By Brad Erickson
I’ve just begun a project working with the Arts Council Napa Valley to train their staff and board of directors on arts advocacy, with the goal of empowering the ACNV leadership to lead ongoing advocacy workshops in their community. It’s a terrific initiative, designed by the organization’s CEO Olivia Everett, and gives me a great reason to drive up to the wine country several times over the next few months.
In the initial meeting with the Arts Council’s board, I asked the group to share their personal visions of what the Valley could be and how the arts fit into making that vision a reality. Napa County is a complicated place. Technically part of the Bay Area, it can seem both a world away and a world apart. The Valley’s reputation is worldwide, and the county draws millions of visitors each year. They come for the wine, of course, and the food, the vistas and the nearly ever-present sunshine. They come for what many on the Arts Council’s board referred to as “the good life.”
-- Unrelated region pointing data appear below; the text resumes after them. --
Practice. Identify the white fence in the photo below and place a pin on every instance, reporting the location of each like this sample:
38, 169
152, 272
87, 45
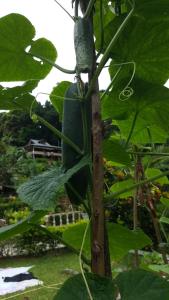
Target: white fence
64, 218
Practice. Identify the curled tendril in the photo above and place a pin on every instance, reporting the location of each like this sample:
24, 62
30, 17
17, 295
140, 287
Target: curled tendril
128, 91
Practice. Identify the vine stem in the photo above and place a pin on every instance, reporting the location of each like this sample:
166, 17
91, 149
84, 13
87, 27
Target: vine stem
101, 30
59, 134
50, 62
132, 187
149, 153
132, 128
89, 9
107, 52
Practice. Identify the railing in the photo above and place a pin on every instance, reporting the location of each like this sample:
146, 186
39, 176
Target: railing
64, 218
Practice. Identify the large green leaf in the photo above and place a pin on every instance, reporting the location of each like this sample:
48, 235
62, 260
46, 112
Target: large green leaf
9, 231
41, 192
151, 172
121, 239
164, 201
101, 288
57, 96
164, 220
150, 102
16, 35
140, 42
23, 102
142, 285
117, 187
112, 150
144, 132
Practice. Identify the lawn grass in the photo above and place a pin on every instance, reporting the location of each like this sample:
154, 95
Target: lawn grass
48, 268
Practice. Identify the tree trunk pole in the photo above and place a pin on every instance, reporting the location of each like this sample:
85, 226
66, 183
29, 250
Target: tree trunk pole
100, 257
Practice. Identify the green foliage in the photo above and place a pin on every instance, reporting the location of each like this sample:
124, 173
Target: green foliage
140, 42
121, 239
74, 288
150, 172
117, 187
114, 151
15, 216
16, 34
140, 284
41, 192
83, 41
8, 231
77, 127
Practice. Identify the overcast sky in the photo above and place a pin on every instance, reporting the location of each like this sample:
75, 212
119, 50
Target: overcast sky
51, 22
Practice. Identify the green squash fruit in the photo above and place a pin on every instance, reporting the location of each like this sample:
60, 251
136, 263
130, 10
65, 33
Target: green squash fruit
83, 42
73, 129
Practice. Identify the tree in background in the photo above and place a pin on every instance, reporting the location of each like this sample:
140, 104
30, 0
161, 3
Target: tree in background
16, 127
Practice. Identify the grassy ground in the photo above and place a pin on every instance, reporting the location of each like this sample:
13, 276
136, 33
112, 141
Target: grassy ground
48, 268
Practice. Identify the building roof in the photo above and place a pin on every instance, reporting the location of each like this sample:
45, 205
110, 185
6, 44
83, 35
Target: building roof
41, 144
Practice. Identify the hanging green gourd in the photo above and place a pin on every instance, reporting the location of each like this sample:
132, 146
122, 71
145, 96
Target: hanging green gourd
83, 42
76, 187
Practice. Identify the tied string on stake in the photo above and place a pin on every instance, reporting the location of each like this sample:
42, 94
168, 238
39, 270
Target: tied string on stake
51, 286
80, 260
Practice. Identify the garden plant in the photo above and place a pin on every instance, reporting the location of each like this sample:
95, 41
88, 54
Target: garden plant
127, 124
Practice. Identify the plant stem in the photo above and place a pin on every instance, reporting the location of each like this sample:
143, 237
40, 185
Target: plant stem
59, 134
156, 224
110, 85
50, 62
107, 53
149, 153
64, 9
118, 193
132, 129
101, 30
54, 237
89, 9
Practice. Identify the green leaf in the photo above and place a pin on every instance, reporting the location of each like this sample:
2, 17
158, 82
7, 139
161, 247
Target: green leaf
140, 42
101, 288
121, 239
117, 187
57, 96
164, 201
16, 35
41, 191
152, 9
164, 220
142, 129
159, 268
151, 172
18, 97
9, 231
23, 102
142, 285
112, 150
149, 101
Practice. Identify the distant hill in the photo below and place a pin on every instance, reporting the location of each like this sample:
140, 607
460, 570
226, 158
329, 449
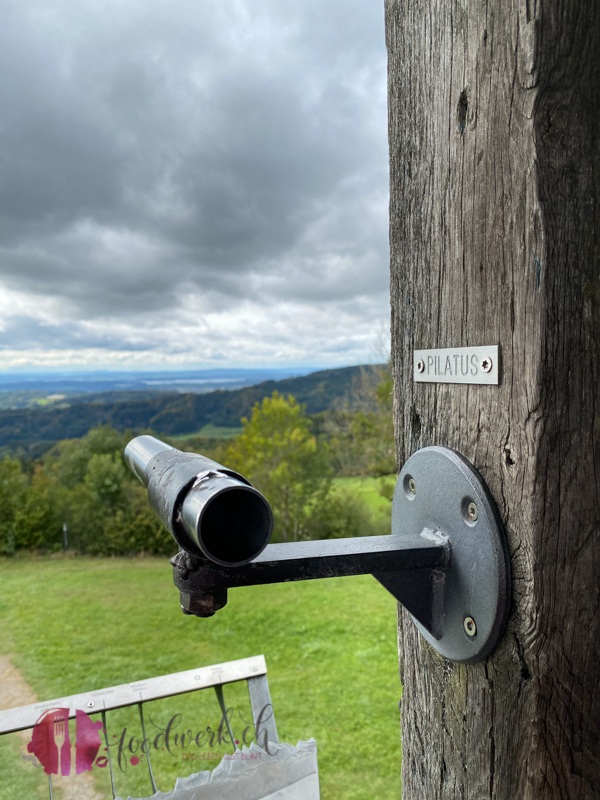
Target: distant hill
168, 413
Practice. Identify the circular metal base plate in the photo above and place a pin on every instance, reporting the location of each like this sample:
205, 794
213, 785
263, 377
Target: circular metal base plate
439, 490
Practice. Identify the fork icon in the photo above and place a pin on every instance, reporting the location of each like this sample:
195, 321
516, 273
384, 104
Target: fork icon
63, 743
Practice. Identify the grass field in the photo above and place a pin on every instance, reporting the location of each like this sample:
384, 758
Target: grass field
72, 624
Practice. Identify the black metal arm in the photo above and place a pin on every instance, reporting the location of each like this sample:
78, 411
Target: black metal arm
446, 559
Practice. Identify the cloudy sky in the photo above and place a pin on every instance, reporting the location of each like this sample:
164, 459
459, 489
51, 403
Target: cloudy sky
192, 183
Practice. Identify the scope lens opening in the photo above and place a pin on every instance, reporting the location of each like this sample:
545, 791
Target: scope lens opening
235, 526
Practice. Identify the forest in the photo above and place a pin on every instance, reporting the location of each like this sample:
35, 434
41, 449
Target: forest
78, 495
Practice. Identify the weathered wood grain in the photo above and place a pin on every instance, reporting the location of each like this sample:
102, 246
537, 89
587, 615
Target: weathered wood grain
494, 126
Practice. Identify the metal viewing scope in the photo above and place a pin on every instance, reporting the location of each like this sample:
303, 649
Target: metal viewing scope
210, 510
446, 559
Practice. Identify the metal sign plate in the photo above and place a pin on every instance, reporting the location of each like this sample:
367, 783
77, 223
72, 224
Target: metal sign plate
457, 365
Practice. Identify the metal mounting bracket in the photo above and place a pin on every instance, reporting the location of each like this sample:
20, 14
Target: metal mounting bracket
446, 559
440, 490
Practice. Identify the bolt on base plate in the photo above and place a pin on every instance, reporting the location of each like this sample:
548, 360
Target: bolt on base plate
440, 490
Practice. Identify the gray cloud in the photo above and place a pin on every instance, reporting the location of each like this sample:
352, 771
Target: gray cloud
226, 151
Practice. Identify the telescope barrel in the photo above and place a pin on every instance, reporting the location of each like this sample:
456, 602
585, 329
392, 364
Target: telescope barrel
210, 510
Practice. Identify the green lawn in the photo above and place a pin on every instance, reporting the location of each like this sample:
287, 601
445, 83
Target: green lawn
75, 624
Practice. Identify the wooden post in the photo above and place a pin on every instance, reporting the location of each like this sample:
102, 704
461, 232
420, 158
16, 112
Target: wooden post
494, 229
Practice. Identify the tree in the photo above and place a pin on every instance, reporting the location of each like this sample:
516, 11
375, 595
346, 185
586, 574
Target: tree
494, 214
280, 455
360, 425
13, 490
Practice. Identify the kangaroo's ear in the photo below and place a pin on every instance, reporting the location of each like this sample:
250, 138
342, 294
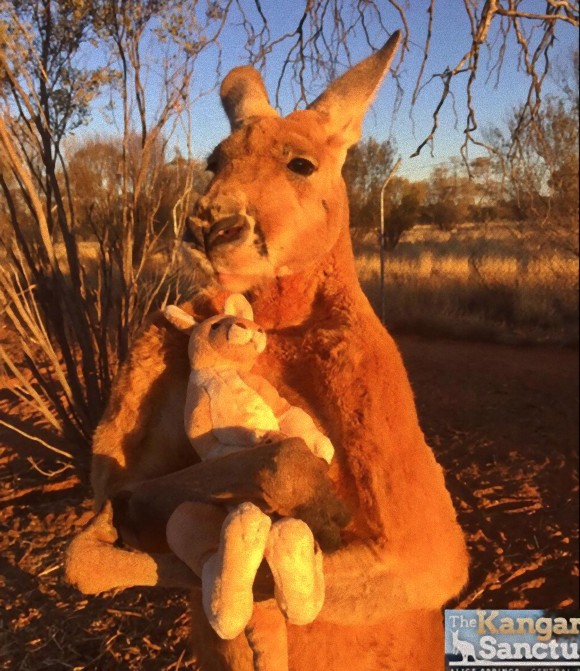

Seemingly pulled from the glossy pages of Conde Nast Traveler, for me that phrase immediately conjured images of affluent (white) people sipping wine on a sun-drenched terrace overlooking an idyllic scene—exactly what the Napa Chamber of Commerce might hope! The phrase seemed, at first hearing, steeped in privilege. And yet, it came up again and again. Apparently in this particular community, soaked in natural beauty, an ethos that declares that everyone, not just the well-heeled, deserves a chance to enjoy a “good life,” feels not so far-fetched.
For Napa County, with a third of its population living below the poverty line, that’s crucial. If the vision for Valley is, as one board member put it, to be “where life is good,” then life needs to be good for everyone. And the arts, in the view of the ACNV board, must play a crucial role in enriching the lives of all the county’s residents—as well as its many visitors. Art in the county, the board asserted, must be for all.
That’s a message that can resonate for the rest of us in the Bay Area as well. We know we live in one of the most affluent regions on the planet (there are now more “super-rich” people living in San Francisco than Los Angeles, despite the fact that L.A. is more than three times as populous as SF). And we know that the income gap between rich and poor in the Bay Area is more pronounced than almost anywhere in this country. Income disparity in the Bay Area is replicated in gaps in education, opportunity, health and public safety, as well as gaps in access to the arts.
Bridging the gap in access to the arts is where arts advocacy becomes an issue of social justice—because the arts, as we have made the case to policy makers so many times, really do make a difference in people’s lives and their communities. Bridging the gap in access to theatre is where our work as theatre-makers (and theatre supporters) becomes an act of social justice, a way of making the entire Bay Area a place “where life is good.” For everyone.
Brad Erickson is executive director of Theatre Bay Area.